Chuck and Buck is the Smartest Comedy of the Year
This sort of comedy attracts relatively few aspirants, one assumes, because it's doubly challenging. For one thing, it puts the viewer on the spot by asking that we remember a time or times when we were deeply embarrassed, and perhaps didn't even realize how ridiculous we looked to others. Second, the viewer never knows where the whole thing will lead. Having an embarrassing protagonist is like an opening credits billboard reading "Okay, folks, all bets are off." The genre road maps?with their implicit reassurances?go out the window. If the main character can do anything shame-wise, we are obliged to contemplate a prospect of endless mortification, and there's no guarantee it won't be mortal. Given that, every moment in the story feels like a shaky step on a tightrope stretched across an abyss of nightmarish possibilities that most of us wish we'd left in high school or at the therapist's, whichever came last.

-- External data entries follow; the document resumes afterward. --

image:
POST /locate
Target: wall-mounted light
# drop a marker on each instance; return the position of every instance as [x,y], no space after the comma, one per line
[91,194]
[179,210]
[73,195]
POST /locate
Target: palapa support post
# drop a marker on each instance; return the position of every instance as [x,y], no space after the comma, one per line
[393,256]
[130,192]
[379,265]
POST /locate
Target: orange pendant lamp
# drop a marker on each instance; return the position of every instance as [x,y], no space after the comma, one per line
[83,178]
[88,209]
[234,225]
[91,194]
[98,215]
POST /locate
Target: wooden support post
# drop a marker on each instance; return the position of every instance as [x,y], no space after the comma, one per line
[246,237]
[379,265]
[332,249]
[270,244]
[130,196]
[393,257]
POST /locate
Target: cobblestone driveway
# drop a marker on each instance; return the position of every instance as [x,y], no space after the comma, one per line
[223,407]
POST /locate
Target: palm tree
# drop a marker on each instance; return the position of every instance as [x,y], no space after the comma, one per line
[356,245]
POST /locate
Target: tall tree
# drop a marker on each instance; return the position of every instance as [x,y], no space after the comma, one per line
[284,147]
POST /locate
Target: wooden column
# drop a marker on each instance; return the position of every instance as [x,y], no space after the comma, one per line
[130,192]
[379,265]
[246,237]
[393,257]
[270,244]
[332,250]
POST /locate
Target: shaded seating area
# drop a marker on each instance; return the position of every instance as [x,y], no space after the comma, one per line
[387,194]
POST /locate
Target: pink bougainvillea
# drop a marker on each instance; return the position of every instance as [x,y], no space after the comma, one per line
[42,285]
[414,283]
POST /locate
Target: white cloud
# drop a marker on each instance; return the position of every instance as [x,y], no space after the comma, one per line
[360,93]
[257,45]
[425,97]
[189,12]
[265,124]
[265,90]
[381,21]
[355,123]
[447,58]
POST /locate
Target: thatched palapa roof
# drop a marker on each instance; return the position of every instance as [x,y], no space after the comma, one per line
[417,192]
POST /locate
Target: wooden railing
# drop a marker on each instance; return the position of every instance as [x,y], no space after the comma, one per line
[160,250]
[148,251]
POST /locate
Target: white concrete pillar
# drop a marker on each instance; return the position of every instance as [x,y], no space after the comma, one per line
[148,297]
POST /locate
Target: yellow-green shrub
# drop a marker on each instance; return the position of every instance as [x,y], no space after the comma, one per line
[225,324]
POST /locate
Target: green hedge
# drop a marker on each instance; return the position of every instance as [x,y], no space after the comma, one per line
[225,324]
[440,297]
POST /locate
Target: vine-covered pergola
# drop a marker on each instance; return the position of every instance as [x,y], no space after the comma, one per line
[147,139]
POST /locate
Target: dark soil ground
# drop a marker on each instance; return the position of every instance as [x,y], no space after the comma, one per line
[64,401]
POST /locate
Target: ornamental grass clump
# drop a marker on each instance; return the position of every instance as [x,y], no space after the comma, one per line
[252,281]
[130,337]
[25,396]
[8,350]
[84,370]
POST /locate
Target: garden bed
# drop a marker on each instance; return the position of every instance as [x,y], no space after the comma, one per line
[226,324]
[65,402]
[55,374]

I introduce Miguel Arteta's Chuck & Buck in this way not because I'm embarrassed to say I think it's a terrific film but because its achievements are of the quicksilver, impossible-to-categorize sort. By its end it had convinced me that it's easily the smartest, most original and alarmingly amusing comedy of the year to date. But that was after the final credits rolled. Up until then, I spent much of the movie in comedy's equivalent of existential dread, unsure if I'd make it to the other side of that tightrope?unsure even if the filmmakers would.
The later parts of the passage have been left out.